Re: lpeg: bug or intentional? `… * (Cmt(0,f1) + Cmt(0,f2)) * …` doesn't call f2

nobody
On 08/04/2019 03.07, Sean Conner wrote:

> It was thus said that the Great nobody once stated:
>>      -- wrap pattern with enter/leave (pattern simplified to "foo" here)
>>      -- leave should always ping once (on success or by backtracking)
>>      p = (enter + leave) * C"foo" * leave
>
>    For p:match("bar"), the enter rule will *always* match, because it matches
> the empty string; leave will never be called at all.  So depth becomes 1.
> Then the rule C"foo" is attempted, and since it fails, the entire match
> fails at that point, so leave (which is an "and this pattern") is never
> called.  To properly keep track of level, you might have to do:
>
> p = C"foo" * enter * rest_of_foo * leave
>
> If you do:
>
> p = enter * C"foo" * rest_of_foo * leave
>  + leave

Oh, right.  As a sub-pattern, (enter+leave) succeeded via the first
branch, and there's no backtracking *into* that sub-pattern – that was
my misconception.  So the correct thing is

     p = enter * (C"foo" * leave + leave)

or (de-simplified a bit)

     p = enter * (C"foo" * leave + fail_hard)
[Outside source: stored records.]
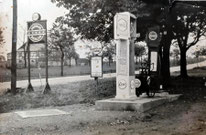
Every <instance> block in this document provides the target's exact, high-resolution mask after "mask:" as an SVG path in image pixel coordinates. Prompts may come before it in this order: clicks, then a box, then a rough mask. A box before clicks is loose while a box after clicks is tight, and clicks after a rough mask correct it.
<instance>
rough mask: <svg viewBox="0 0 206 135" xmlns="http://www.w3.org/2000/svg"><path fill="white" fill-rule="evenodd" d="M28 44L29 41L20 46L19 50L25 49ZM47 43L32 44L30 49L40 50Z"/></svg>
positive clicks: (39, 50) (32, 50) (18, 50)
mask: <svg viewBox="0 0 206 135" xmlns="http://www.w3.org/2000/svg"><path fill="white" fill-rule="evenodd" d="M26 46H27V43H24V44H23V45H22V46H20V47H19V48H18V51H24V48H25V47H26ZM44 47H45V44H30V51H40V50H42V49H44Z"/></svg>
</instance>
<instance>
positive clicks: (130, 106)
mask: <svg viewBox="0 0 206 135" xmlns="http://www.w3.org/2000/svg"><path fill="white" fill-rule="evenodd" d="M180 96H181V95H180V94H177V95H169V94H165V93H162V94H159V93H157V94H156V96H155V97H154V98H147V97H146V96H141V97H138V98H137V99H135V100H120V99H115V98H111V99H106V100H99V101H96V103H95V108H96V110H100V111H138V112H145V111H148V110H150V109H152V108H154V107H157V106H159V105H162V104H164V103H168V102H172V101H175V100H177V99H178V98H179V97H180Z"/></svg>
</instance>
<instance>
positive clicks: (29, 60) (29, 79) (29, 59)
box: [25, 40, 34, 93]
mask: <svg viewBox="0 0 206 135" xmlns="http://www.w3.org/2000/svg"><path fill="white" fill-rule="evenodd" d="M27 41H28V40H27ZM27 51H28V86H27V88H26V90H25V92H26V93H27V92H33V91H34V89H33V87H32V85H31V71H30V69H31V67H30V44H29V43H28V42H27Z"/></svg>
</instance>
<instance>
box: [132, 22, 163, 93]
mask: <svg viewBox="0 0 206 135" xmlns="http://www.w3.org/2000/svg"><path fill="white" fill-rule="evenodd" d="M160 41H161V34H160V27H159V26H153V27H150V28H149V29H148V32H147V35H146V42H147V46H148V49H149V50H148V60H147V62H145V63H141V69H140V74H138V75H136V78H138V79H139V80H140V82H141V86H140V87H139V88H137V89H136V93H137V96H139V95H140V94H141V93H143V92H146V94H147V95H148V97H153V96H154V95H155V92H156V91H157V90H158V89H159V88H160V80H159V79H160V74H159V72H160V67H161V66H160V64H161V63H160V59H159V45H160Z"/></svg>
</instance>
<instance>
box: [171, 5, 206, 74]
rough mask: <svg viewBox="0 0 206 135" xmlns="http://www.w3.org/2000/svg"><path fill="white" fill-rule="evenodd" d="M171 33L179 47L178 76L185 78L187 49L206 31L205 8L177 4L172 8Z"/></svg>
mask: <svg viewBox="0 0 206 135" xmlns="http://www.w3.org/2000/svg"><path fill="white" fill-rule="evenodd" d="M172 17H173V24H174V25H173V29H172V31H173V33H174V38H175V39H176V40H177V42H178V45H179V48H180V65H181V68H180V76H181V77H183V78H186V77H187V76H188V75H187V68H186V65H187V60H186V53H187V51H188V49H189V48H190V47H192V46H194V45H196V44H197V43H198V41H199V40H200V38H201V37H202V36H205V32H206V11H205V8H202V7H199V6H193V5H187V4H186V5H185V4H184V6H183V4H177V5H176V6H175V8H174V9H173V10H172Z"/></svg>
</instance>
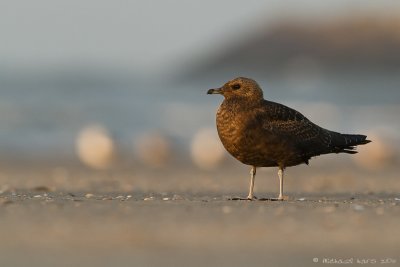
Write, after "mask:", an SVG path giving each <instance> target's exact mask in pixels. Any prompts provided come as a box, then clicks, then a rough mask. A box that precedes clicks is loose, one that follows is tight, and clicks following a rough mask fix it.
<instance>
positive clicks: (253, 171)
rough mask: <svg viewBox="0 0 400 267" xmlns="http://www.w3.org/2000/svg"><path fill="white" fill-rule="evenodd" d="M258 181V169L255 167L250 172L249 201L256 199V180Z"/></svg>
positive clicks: (247, 198) (252, 167) (253, 166)
mask: <svg viewBox="0 0 400 267" xmlns="http://www.w3.org/2000/svg"><path fill="white" fill-rule="evenodd" d="M255 179H256V167H255V166H253V167H252V168H251V170H250V189H249V195H248V196H247V199H248V200H253V199H254V198H255V197H254V196H253V189H254V180H255Z"/></svg>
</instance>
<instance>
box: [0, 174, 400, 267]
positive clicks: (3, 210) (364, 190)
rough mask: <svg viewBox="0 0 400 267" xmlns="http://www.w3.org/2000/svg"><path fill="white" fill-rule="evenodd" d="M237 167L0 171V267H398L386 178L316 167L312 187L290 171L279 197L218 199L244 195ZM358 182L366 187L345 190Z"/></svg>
mask: <svg viewBox="0 0 400 267" xmlns="http://www.w3.org/2000/svg"><path fill="white" fill-rule="evenodd" d="M241 167H243V166H238V168H237V169H235V168H233V169H231V170H230V171H228V170H225V171H224V172H226V173H224V174H219V175H218V174H216V173H215V172H211V173H203V172H195V171H193V170H192V171H190V170H186V171H183V170H182V171H181V172H176V171H170V172H168V171H153V172H149V171H147V172H144V171H143V173H141V172H140V171H138V172H136V173H135V172H130V171H126V172H118V173H113V172H110V173H107V174H105V173H102V172H100V173H99V172H92V171H89V170H85V169H83V170H80V171H78V170H77V169H75V171H68V168H67V169H61V168H54V169H50V168H49V169H46V168H41V169H30V170H20V171H16V170H15V169H14V171H13V172H11V171H9V172H3V174H2V176H1V182H2V188H1V191H0V216H1V220H0V236H1V240H2V242H1V244H0V255H1V257H0V266H32V267H34V266H45V267H47V266H97V267H100V266H324V265H329V264H333V265H336V264H340V265H342V264H344V263H346V265H348V266H359V265H361V264H362V265H366V266H381V265H384V264H385V265H386V266H399V265H400V258H399V256H398V255H399V254H398V247H399V244H400V238H399V236H398V235H397V232H398V218H399V216H400V196H399V194H398V193H396V189H397V188H396V186H395V176H393V177H392V178H393V180H386V182H387V183H389V185H392V188H393V190H392V191H391V190H389V189H387V188H386V189H385V185H384V183H383V184H382V185H381V186H379V184H381V183H380V181H378V180H377V179H376V177H375V179H374V178H373V177H371V178H368V177H358V178H354V177H353V178H352V177H351V176H349V177H348V178H347V180H346V179H341V178H340V177H339V176H338V177H337V178H338V179H337V180H336V183H337V184H334V181H332V178H324V177H323V176H322V177H321V176H320V177H319V180H325V183H328V182H327V181H329V183H330V185H331V186H330V187H329V186H325V187H324V186H323V184H322V185H321V184H318V183H317V182H316V181H317V178H312V177H310V178H309V179H308V180H307V179H305V178H304V179H303V178H302V176H301V174H302V173H303V175H306V174H310V173H311V170H310V169H304V170H303V169H302V168H300V169H297V170H296V169H295V170H296V171H293V172H292V171H291V172H289V174H291V175H294V174H296V173H297V174H298V176H299V178H298V181H297V182H295V179H290V178H288V179H287V182H288V186H287V188H288V189H287V190H288V191H287V194H288V195H289V196H290V199H289V201H284V202H281V201H268V200H266V201H234V200H230V199H231V198H233V197H237V196H242V195H245V194H246V189H247V182H248V180H247V179H243V177H240V175H239V174H241V175H243V176H245V175H247V171H246V170H247V169H244V168H241ZM314 171H315V172H316V173H318V168H316V169H315V170H314ZM304 172H305V173H304ZM146 173H147V176H145V174H146ZM190 173H191V177H192V178H191V179H190V178H189V177H190V175H189V174H190ZM233 173H236V175H234V174H233ZM273 173H274V172H273V171H272V170H269V169H267V171H265V172H264V173H263V172H260V178H259V179H258V182H259V183H258V184H256V195H257V196H258V197H260V198H261V197H274V196H275V195H276V193H277V191H275V189H276V186H277V181H276V180H275V179H271V178H269V179H266V178H261V177H262V176H269V175H270V174H273ZM40 177H42V179H40ZM139 177H141V179H140V178H139ZM150 177H151V178H150ZM185 177H186V178H185ZM207 177H208V178H207ZM274 178H276V177H274ZM185 179H186V181H185ZM358 179H364V180H360V181H359V180H358ZM388 179H389V178H388ZM140 181H141V182H142V183H140ZM179 181H180V182H181V187H180V188H179V187H178V186H177V185H178V184H179ZM338 181H339V182H338ZM361 181H364V184H371V185H373V187H372V188H374V187H375V188H376V191H371V190H366V191H365V190H364V191H361V190H359V191H354V190H353V191H352V192H346V189H345V188H346V187H345V186H346V185H349V186H348V187H347V188H349V189H350V190H352V189H354V188H357V186H355V187H354V185H357V184H361V183H362V182H361ZM196 182H197V183H196ZM349 182H350V183H349ZM372 182H374V183H373V184H372ZM311 184H312V186H311ZM307 185H308V186H307ZM328 185H329V184H328ZM196 186H197V190H196ZM310 186H311V187H310ZM174 187H175V188H176V189H175V190H174V189H173V188H174ZM324 188H325V189H324ZM339 188H342V190H340V189H339ZM360 188H362V187H360ZM364 188H365V186H364ZM263 189H267V190H268V191H265V190H263Z"/></svg>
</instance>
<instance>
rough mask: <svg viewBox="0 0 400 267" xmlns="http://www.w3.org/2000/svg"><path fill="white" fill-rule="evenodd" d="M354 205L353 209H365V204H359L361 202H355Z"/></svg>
mask: <svg viewBox="0 0 400 267" xmlns="http://www.w3.org/2000/svg"><path fill="white" fill-rule="evenodd" d="M352 207H353V210H355V211H363V210H364V209H365V208H364V206H363V205H359V204H354V205H353V206H352Z"/></svg>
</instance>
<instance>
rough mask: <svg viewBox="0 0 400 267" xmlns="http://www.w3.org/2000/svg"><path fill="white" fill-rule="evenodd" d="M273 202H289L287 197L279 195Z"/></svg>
mask: <svg viewBox="0 0 400 267" xmlns="http://www.w3.org/2000/svg"><path fill="white" fill-rule="evenodd" d="M275 200H277V201H286V200H289V197H288V196H282V195H279V196H278V197H277V198H276V199H275Z"/></svg>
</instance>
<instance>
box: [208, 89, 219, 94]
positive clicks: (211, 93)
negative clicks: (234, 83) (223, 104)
mask: <svg viewBox="0 0 400 267" xmlns="http://www.w3.org/2000/svg"><path fill="white" fill-rule="evenodd" d="M213 94H222V88H216V89H210V90H208V91H207V95H213Z"/></svg>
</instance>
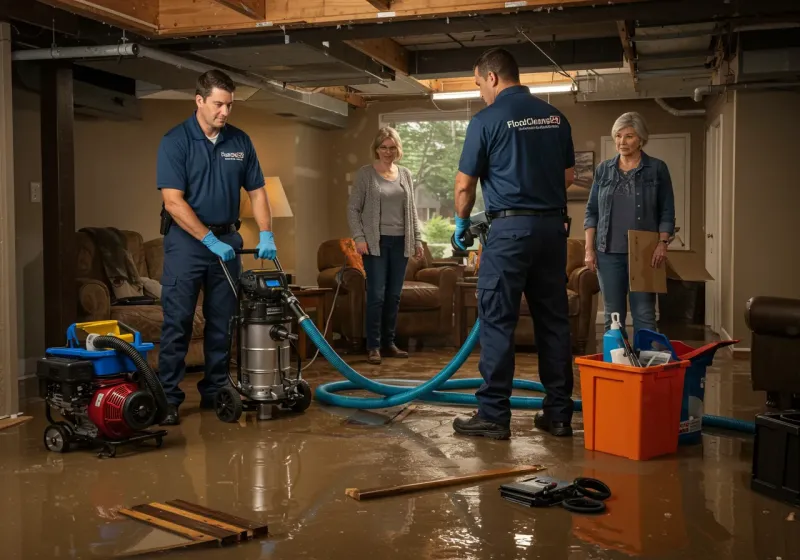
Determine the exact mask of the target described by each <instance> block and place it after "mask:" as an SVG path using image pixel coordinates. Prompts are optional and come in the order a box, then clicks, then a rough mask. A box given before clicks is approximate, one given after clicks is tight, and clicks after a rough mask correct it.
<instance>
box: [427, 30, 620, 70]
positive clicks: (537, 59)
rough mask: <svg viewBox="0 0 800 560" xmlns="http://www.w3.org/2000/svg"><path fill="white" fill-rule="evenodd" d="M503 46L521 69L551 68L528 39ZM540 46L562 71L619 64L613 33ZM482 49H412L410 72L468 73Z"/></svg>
mask: <svg viewBox="0 0 800 560" xmlns="http://www.w3.org/2000/svg"><path fill="white" fill-rule="evenodd" d="M505 47H506V49H508V51H509V52H511V54H513V55H514V58H516V60H517V63H518V64H519V68H520V70H521V71H522V72H547V71H551V70H552V71H555V68H554V66H553V63H552V61H551V60H550V59H549V58H548V57H547V56H545V55H544V54H542V53H541V52H539V50H537V49H535V48H533V47H532V46H531V45H530V44H528V43H524V44H517V45H506V46H505ZM540 47H541V48H542V49H543V50H544V51H545V52H546V53H547V55H548V56H549V57H550V58H551V59H552V60H555V61H556V62H557V63H558V64H559V66H561V68H563V69H564V70H566V71H568V70H585V69H589V68H593V69H596V68H619V67H621V66H622V47H621V46H620V44H619V39H618V38H616V37H603V38H598V39H582V40H575V41H559V42H557V43H552V44H547V45H540ZM484 50H485V49H483V48H481V47H468V48H459V49H436V50H430V51H427V50H423V51H415V52H413V53H412V54H413V59H412V68H413V72H412V75H413V76H414V77H416V78H417V79H425V78H443V77H464V76H470V75H471V74H472V72H473V64H474V63H475V60H477V58H478V56H479V55H480V54H481V53H482V52H483V51H484Z"/></svg>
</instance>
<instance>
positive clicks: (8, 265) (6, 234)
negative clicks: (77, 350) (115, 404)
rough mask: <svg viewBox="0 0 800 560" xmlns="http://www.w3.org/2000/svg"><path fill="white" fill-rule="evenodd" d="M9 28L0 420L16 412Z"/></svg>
mask: <svg viewBox="0 0 800 560" xmlns="http://www.w3.org/2000/svg"><path fill="white" fill-rule="evenodd" d="M14 209H15V206H14V112H13V106H12V86H11V26H10V25H9V24H8V23H3V22H0V416H4V415H6V414H16V413H17V412H19V411H20V410H19V348H18V347H17V342H18V337H17V257H16V249H15V244H16V234H15V233H14V227H15V219H14Z"/></svg>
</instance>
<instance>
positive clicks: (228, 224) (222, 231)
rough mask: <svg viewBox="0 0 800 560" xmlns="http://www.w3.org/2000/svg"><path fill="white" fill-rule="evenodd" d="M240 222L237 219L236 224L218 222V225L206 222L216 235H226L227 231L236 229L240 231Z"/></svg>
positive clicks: (206, 224) (229, 230)
mask: <svg viewBox="0 0 800 560" xmlns="http://www.w3.org/2000/svg"><path fill="white" fill-rule="evenodd" d="M240 224H241V222H238V221H237V222H236V223H235V224H218V225H208V224H206V227H207V228H208V229H209V231H211V233H213V234H214V235H225V234H226V233H233V232H235V231H239V225H240Z"/></svg>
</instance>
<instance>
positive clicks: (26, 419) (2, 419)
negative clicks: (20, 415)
mask: <svg viewBox="0 0 800 560" xmlns="http://www.w3.org/2000/svg"><path fill="white" fill-rule="evenodd" d="M28 420H33V416H17V417H16V418H3V419H2V420H0V430H5V429H7V428H13V427H14V426H19V425H20V424H24V423H25V422H27V421H28Z"/></svg>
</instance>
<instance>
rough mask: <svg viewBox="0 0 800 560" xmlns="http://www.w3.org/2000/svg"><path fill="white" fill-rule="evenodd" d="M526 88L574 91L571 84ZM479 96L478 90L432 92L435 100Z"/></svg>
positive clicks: (545, 89)
mask: <svg viewBox="0 0 800 560" xmlns="http://www.w3.org/2000/svg"><path fill="white" fill-rule="evenodd" d="M528 89H529V90H530V91H531V93H533V94H537V93H567V92H570V91H575V90H574V88H573V85H572V84H552V85H543V86H529V87H528ZM480 96H481V92H480V91H476V90H475V91H446V92H444V91H443V92H436V93H434V94H433V99H434V100H435V101H440V100H446V99H479V98H480Z"/></svg>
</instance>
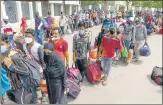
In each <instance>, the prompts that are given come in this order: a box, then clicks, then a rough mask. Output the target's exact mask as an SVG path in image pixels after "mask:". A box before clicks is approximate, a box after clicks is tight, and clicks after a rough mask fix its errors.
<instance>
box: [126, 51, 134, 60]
mask: <svg viewBox="0 0 163 105" xmlns="http://www.w3.org/2000/svg"><path fill="white" fill-rule="evenodd" d="M132 58H133V49H130V50H129V52H128V58H127V63H130V62H131V60H132Z"/></svg>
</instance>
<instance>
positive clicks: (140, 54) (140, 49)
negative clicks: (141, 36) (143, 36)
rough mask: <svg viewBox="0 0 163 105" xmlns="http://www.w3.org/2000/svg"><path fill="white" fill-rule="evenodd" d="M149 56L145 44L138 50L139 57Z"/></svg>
mask: <svg viewBox="0 0 163 105" xmlns="http://www.w3.org/2000/svg"><path fill="white" fill-rule="evenodd" d="M150 54H151V50H150V48H149V45H148V44H147V43H145V44H144V46H143V47H142V48H141V49H140V55H141V56H149V55H150Z"/></svg>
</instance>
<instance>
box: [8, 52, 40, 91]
mask: <svg viewBox="0 0 163 105" xmlns="http://www.w3.org/2000/svg"><path fill="white" fill-rule="evenodd" d="M9 57H11V59H12V61H13V63H14V64H15V65H16V66H20V65H21V67H22V66H23V67H24V68H25V69H27V71H23V70H22V71H19V70H17V73H13V72H11V71H9V70H8V74H9V76H10V77H11V78H10V79H11V81H12V82H13V86H14V85H15V84H16V85H15V86H14V89H18V88H20V85H21V86H23V87H24V88H29V87H38V86H40V84H41V75H40V73H39V66H38V64H37V62H35V61H34V60H32V59H26V58H23V57H22V56H21V55H19V54H18V53H17V52H15V51H10V54H9ZM13 77H14V78H13ZM15 80H16V83H14V82H15ZM19 83H20V84H19Z"/></svg>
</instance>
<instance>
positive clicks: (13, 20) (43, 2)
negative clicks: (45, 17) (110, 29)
mask: <svg viewBox="0 0 163 105" xmlns="http://www.w3.org/2000/svg"><path fill="white" fill-rule="evenodd" d="M64 8H65V9H64ZM64 10H66V11H64ZM78 10H80V2H79V1H65V7H64V5H63V1H54V0H53V1H31V2H28V1H1V21H2V19H3V16H6V15H7V16H8V17H9V21H10V22H11V23H16V22H19V21H21V18H22V17H23V16H24V17H26V19H27V20H31V19H33V18H34V12H35V11H38V12H39V14H40V16H42V17H46V16H47V13H48V11H51V13H52V16H60V13H61V11H64V13H65V14H66V15H69V14H72V12H73V11H78Z"/></svg>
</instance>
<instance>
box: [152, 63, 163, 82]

and things work as expected now.


That still left me wondering about those huge negative numbers in the
debug output.  Digging further, they seem to be produced by any failing
match, even by something as simple as

     require"lpeg".P"x":match""

and looking at the source reveals that the PC is computed by pointer
difference to the pcode base address, but `giveup` is actually a

     static const Instruction giveup = {{IGiveup, 0, 0}};

i.e. located in a completely different place, hence the big difference.

So all is well – thanks for the help!

-- nobody